How’s that for starters?

3.  How is Coaching Different from Therapy?

One of the most typical distinctions that people point to when answering this question is to assert that therapists work with “unwell” people towards emotional healing, while coaches work with basically “well” people towards higher levels of functioning and achievement of goals.  Along with this comes an associated idea that therapists tend to work more with material from a person’s past and attempt to get at root causes of troubling issues, while coaches tend to work with material from the client’s present moment and support movement into the client’s desired future.   

In my opinion, neither of these notions hold up very well under close scrutiny, as there are therapists who absolutely work with their clients to understand and remove obstacles to accomplishing their life goals, and there are some coaches who work at the level of emotional healing, and sometimes work with material from a client’s past as a way of gaining insight into fears and other blocks that may stand in the way of moving forward.

As a creativity coach, I can specifically say that I, unlike therapists from some schools of thought, tend to inquire into a client’s experience of depression with the knowledge that a powerful source of depressive throughts and feelings in creative people is the experience of being separated from a flow of meaningful creative work.  NOT creating is a powerful depressant.   It follows that I will tend to see efforts by a client to cultivate a regular creative practice or to follow through on creative projects that hold personal meaning as a key step toward feeling less depressed.

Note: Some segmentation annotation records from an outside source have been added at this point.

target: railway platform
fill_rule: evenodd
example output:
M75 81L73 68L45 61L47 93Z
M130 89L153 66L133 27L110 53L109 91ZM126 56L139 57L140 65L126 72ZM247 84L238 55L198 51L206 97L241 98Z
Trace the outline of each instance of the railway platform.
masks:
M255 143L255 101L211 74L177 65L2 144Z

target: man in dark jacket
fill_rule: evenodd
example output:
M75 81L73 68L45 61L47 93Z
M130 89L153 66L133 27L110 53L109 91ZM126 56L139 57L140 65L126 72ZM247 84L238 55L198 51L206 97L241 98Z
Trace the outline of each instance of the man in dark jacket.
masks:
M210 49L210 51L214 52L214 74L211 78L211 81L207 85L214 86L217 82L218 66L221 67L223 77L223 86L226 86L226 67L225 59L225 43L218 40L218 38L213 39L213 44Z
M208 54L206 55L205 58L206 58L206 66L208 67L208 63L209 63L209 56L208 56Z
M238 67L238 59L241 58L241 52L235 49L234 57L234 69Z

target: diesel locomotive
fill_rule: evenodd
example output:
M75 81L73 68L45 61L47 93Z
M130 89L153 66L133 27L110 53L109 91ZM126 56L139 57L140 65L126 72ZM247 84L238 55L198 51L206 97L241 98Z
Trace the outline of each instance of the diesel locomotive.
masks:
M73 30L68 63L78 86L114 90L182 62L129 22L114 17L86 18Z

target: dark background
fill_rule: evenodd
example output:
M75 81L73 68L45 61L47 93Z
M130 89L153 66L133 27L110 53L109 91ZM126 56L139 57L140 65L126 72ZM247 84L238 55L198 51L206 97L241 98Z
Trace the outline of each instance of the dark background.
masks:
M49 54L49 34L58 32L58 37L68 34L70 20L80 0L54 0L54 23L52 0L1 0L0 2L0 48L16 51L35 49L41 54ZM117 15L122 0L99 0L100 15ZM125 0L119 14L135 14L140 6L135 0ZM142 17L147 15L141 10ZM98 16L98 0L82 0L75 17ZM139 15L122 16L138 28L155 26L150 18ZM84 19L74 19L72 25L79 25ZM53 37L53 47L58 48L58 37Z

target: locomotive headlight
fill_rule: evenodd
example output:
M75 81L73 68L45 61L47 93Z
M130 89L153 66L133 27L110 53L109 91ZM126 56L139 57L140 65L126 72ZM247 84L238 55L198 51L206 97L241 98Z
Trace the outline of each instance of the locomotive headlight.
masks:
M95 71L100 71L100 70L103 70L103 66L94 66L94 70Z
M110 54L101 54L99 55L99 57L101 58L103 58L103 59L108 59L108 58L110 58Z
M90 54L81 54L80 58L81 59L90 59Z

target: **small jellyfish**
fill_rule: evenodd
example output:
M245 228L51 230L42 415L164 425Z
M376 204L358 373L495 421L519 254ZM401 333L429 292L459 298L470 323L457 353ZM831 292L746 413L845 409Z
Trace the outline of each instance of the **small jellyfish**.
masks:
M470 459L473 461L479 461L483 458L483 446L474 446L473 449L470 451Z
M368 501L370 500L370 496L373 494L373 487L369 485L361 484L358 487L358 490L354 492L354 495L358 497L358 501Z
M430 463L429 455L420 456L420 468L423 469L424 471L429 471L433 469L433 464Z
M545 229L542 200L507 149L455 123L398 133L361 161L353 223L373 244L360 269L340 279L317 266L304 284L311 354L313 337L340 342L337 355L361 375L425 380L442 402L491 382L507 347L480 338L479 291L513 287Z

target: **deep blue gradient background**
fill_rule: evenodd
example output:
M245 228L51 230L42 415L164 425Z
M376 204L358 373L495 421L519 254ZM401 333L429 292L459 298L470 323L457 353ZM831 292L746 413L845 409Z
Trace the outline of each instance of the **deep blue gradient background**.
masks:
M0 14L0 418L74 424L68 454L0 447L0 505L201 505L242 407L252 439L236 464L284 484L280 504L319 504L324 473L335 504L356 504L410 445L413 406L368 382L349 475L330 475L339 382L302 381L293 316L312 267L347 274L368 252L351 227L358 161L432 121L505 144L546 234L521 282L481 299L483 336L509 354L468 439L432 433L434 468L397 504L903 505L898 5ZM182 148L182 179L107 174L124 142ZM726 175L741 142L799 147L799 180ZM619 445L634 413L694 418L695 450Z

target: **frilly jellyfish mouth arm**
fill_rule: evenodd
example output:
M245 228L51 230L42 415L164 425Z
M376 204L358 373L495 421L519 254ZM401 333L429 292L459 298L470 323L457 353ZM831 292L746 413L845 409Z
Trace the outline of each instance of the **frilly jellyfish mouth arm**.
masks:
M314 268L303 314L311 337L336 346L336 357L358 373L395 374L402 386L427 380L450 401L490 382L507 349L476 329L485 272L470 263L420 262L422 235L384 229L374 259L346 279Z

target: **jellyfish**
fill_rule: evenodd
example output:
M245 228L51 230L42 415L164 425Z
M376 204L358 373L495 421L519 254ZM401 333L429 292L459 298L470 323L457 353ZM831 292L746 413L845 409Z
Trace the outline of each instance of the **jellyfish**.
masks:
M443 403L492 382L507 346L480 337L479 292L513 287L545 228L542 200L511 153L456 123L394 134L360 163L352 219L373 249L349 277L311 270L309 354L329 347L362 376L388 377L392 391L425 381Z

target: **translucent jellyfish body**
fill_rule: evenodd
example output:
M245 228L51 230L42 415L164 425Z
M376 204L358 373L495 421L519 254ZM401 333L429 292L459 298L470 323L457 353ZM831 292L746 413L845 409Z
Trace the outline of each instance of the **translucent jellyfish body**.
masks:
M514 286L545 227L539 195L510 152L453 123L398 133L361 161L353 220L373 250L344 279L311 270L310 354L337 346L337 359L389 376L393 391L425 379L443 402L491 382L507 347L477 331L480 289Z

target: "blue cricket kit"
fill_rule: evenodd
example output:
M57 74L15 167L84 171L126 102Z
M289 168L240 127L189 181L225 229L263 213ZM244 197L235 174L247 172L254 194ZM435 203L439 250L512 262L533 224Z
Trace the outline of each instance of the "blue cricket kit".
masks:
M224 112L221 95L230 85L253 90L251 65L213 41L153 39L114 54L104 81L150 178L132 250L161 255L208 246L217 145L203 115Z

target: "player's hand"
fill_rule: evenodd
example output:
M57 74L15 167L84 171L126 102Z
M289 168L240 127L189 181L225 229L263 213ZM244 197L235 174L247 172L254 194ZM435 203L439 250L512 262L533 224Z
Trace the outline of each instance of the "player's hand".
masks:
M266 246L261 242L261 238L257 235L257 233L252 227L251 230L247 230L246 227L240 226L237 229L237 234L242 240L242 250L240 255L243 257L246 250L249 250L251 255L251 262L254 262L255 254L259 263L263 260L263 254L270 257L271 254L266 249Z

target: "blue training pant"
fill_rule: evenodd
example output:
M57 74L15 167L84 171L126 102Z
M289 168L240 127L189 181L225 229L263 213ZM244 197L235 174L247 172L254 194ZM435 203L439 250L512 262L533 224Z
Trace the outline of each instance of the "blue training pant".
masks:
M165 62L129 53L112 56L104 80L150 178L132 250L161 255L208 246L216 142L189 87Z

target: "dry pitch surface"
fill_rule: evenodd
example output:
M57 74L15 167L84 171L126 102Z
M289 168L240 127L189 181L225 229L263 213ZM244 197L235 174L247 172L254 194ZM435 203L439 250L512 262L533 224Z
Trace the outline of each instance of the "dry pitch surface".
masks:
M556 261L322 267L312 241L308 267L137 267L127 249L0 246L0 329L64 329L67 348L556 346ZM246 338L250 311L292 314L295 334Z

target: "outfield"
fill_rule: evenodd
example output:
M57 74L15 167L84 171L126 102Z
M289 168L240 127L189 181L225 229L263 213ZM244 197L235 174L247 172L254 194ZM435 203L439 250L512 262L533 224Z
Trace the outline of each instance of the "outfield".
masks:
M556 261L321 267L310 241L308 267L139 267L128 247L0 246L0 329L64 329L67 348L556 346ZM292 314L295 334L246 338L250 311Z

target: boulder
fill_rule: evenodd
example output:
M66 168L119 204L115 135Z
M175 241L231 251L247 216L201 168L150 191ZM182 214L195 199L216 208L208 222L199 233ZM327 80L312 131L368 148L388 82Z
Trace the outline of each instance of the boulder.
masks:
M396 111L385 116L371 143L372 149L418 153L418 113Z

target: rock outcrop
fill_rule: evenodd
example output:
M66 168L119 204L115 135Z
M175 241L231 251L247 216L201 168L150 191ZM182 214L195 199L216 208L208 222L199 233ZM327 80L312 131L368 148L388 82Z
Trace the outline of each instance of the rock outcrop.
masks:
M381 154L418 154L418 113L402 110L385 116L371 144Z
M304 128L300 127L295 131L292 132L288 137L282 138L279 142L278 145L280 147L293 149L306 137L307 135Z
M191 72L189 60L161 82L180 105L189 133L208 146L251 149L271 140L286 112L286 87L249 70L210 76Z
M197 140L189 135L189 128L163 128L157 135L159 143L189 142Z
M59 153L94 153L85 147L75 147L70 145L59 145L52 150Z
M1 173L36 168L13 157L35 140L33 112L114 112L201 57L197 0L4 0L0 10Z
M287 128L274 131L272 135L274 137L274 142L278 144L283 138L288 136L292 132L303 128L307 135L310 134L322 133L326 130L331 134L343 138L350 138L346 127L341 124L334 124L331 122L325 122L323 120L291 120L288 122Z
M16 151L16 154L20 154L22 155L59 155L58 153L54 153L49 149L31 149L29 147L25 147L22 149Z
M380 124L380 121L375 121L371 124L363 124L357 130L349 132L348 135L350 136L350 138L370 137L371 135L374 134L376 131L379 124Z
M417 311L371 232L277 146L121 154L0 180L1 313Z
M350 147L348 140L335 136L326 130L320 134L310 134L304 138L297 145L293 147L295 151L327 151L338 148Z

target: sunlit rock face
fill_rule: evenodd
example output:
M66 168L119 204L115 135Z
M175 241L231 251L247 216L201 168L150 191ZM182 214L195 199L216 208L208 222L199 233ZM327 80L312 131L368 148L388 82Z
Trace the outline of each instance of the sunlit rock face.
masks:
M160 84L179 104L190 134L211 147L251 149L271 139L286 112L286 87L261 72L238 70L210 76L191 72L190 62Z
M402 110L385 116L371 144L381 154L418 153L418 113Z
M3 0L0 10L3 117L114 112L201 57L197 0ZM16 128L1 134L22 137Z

As a creativity coach, I also understand that there are forms of anxiety that are absolutely part and parcel of the creative process.  I view this “creative anxiety” as part of the material that all creatives must learn to manage as part of their creative life, and not as evidence of disorder or illness.   

As a coach, I am not trained to diagnose or treat mental illness, emotional disorders, or substance abuse.  As a professional coach, my responsibility is to communicate to you when I feel that issues you are reporting or experiencing are outside my competency, and refer you to therapy.

4.  Do you ever meet in person with clients?

No.  I coach exclusively by phone or web, with email support between sessions.  If you have a preference for face-to-face interaction, I'm happy to meet via Skype.  If you are most comfortable communicating by email only, that’s fine, too.  My first coaching clients were all email-only and we accomplished a lot!  These remote modalities allow me to work with clients across geographic distances and at most-convenient times.  Using these communication modes also allows me to live and work on my beloved Whidbey Island – an important part of the life design that works best for me.